With an independently developed next-generation DNA sequencer, Chinese scientists are aiming to challenge the dominance of international players in the world’s fastest growing genome sequencing market.

On 18 April, scientists from the Beijing Institute of Genomics (BIG) of the Chinese Academy of Sciences and partner company Zixin Pharmaceutical Industrial demonstrated their BIGIS-4 sequencing machine in Changchun, Jilin province. The machine will be given to 20 research and medical users for a six month trial, before being put into mass production.

The Chinese machine has a longer read length than dominant sequencers like those made by Illumina in the US. Its manufacturing cost will be one third cheaper than imported machines, and operation costs about one fifth lower, according to Yu Jun of BIG, chief scientist of the project. Yu was also a co-founder of Shenzhen-based BGI, a spin-off of BIG and now the world’s largest sequencing service provider.
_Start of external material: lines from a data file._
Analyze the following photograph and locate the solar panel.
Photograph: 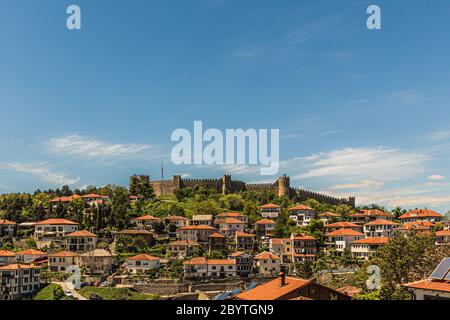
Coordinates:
[430,258,450,280]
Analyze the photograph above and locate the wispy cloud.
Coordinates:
[293,147,429,181]
[0,162,80,186]
[48,134,152,161]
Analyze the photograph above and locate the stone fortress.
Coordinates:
[130,175,355,208]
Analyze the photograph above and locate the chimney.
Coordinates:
[278,272,286,287]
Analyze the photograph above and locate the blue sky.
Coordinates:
[0,0,450,212]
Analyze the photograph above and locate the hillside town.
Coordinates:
[0,175,450,300]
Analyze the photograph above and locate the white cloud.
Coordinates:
[428,174,445,180]
[291,147,430,182]
[0,162,80,185]
[48,135,151,160]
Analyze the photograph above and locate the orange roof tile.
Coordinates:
[134,215,161,221]
[16,249,47,256]
[36,219,78,225]
[365,219,398,226]
[48,251,79,257]
[352,237,389,245]
[207,259,236,265]
[183,257,208,265]
[255,251,280,260]
[403,279,450,292]
[255,219,276,224]
[66,230,97,238]
[326,229,364,237]
[0,250,16,257]
[288,204,314,211]
[399,209,442,219]
[127,253,161,261]
[236,277,312,300]
[258,203,281,209]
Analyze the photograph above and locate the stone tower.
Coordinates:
[222,174,231,195]
[278,174,291,197]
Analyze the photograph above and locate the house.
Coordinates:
[258,203,281,220]
[350,237,389,260]
[234,231,257,251]
[228,251,254,277]
[66,230,97,252]
[131,215,161,230]
[255,251,281,277]
[215,218,245,238]
[208,232,227,252]
[288,204,316,227]
[319,211,342,224]
[163,216,189,232]
[325,229,364,252]
[290,233,317,263]
[0,250,16,267]
[394,220,434,235]
[235,272,351,301]
[216,212,248,224]
[403,258,450,301]
[364,219,398,238]
[178,225,217,244]
[0,264,41,300]
[255,219,276,237]
[0,219,17,238]
[16,249,47,264]
[207,259,237,279]
[166,240,200,259]
[191,214,213,227]
[125,253,160,274]
[183,257,208,280]
[77,249,115,275]
[350,209,394,225]
[436,230,450,245]
[398,208,444,224]
[48,251,79,272]
[116,230,155,246]
[34,219,78,240]
[325,221,363,232]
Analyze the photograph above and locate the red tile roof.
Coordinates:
[183,257,208,265]
[258,203,281,209]
[236,277,311,300]
[16,249,47,256]
[288,204,314,211]
[403,279,450,292]
[255,219,276,224]
[0,250,16,257]
[66,230,97,238]
[352,237,389,245]
[36,219,78,225]
[255,251,280,260]
[365,219,398,226]
[326,229,364,237]
[127,253,161,261]
[399,209,442,219]
[48,251,79,257]
[0,219,16,225]
[134,215,161,221]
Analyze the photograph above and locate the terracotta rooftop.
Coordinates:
[127,253,161,261]
[399,209,442,219]
[326,229,364,237]
[364,219,398,226]
[255,219,276,224]
[36,219,78,225]
[236,277,311,300]
[66,230,97,238]
[352,237,389,245]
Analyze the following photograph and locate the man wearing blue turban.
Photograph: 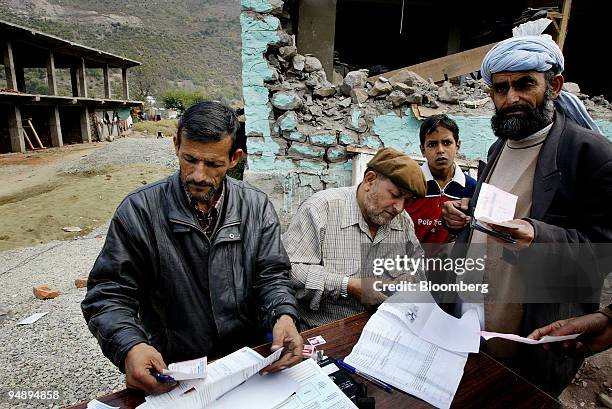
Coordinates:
[444,19,612,396]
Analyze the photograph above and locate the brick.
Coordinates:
[74,277,87,288]
[32,285,59,300]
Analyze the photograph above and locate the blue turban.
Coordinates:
[480,34,601,133]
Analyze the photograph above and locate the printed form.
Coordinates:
[138,347,283,409]
[344,300,480,408]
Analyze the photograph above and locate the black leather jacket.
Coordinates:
[81,172,297,371]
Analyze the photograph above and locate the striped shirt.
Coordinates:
[283,186,423,327]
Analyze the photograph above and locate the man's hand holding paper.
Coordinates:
[262,315,304,373]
Nearly all sequencing machines in China are imported, costing about 2 billion yuan (£192 million) annually, Yu estimates.
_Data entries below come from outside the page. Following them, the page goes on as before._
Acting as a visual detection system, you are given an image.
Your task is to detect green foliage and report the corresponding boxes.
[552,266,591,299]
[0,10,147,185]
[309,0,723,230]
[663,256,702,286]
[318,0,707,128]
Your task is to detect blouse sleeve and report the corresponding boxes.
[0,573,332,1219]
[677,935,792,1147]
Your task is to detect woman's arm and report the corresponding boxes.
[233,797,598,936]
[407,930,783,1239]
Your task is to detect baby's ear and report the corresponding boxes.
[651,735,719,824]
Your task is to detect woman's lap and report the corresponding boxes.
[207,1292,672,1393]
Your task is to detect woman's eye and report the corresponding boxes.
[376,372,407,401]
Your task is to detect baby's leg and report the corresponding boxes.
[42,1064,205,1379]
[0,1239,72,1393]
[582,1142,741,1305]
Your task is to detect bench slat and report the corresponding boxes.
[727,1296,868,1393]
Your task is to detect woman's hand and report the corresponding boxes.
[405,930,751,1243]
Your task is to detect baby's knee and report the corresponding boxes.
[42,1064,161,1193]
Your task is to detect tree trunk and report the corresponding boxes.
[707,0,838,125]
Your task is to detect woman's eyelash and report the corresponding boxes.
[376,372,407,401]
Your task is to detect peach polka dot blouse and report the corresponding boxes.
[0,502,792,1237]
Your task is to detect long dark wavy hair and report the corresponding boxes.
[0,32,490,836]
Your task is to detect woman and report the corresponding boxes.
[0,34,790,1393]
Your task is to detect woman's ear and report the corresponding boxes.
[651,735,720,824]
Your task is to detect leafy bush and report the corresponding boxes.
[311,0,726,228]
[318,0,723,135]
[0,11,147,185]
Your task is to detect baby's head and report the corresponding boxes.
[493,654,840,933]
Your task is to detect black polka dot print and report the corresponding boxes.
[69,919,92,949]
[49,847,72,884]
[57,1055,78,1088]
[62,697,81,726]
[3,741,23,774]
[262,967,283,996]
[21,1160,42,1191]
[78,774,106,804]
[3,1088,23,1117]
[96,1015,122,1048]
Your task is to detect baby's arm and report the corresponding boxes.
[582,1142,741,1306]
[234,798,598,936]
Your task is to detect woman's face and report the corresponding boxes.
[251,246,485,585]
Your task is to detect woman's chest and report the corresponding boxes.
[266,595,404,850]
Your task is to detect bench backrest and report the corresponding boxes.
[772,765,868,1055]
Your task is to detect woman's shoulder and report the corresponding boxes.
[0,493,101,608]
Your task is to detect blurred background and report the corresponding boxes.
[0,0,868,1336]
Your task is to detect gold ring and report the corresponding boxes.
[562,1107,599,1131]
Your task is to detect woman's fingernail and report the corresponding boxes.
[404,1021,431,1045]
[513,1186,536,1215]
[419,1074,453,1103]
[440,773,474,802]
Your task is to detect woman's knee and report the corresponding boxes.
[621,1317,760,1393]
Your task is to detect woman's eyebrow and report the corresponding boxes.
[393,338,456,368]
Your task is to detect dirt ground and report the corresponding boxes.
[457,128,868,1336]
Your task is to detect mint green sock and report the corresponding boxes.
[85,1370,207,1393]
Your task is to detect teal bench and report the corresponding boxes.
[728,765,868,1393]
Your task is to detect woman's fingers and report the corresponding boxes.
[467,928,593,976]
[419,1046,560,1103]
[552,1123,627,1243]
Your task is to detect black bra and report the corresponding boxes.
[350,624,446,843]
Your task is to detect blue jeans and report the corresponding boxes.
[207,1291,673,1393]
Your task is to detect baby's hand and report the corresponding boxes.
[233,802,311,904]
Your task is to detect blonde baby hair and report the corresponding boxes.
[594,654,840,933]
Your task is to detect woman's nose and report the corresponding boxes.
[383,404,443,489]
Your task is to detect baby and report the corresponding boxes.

Read length indicates the size of DNA fragments, in terms of number of nucleotides, that can be deciphered from an unknown DNA strand in one go. Longer read lengths make it easier to piece together the overall genome from the fragment sequencing data, which is useful when analysing unknown genomes. For research laboratories and hospitals where large-scale sequencing is not essential, this could be a significant advantage.

Another essential parameter for sequencers is throughput – the amount of data the machine generates per run. Higher throughput often means greater efficiency and lower operation costs. Yu admits the throughput of the BIGIS-4 will be lower than Illumina’s systems. ‘But the Chinese and world sequencing markets are growing quickly, and different technology lines have diverse demands,’ Yu tells Chemistry World.

Illumina’s HiSeq instruments use amplified single stranded DNA as a template to synthesise the complementary strand, using fluorescently-labelled nucleotides. As each nucleotide is incorporated, the fluorescence can be detected optically, and then the fluorescent tag cleaved chemically so the sequencing can continue.

Yu’s sequencer differs from Illumina’s in that the fluorescent tag is cleaved from the newly synthesised DNA as it is incorporated, so that the reading speed is much quicker. This is similar to the pyrosequencing technology employed by Roche Diagnostics’ subsidiary 454 Life Sciences.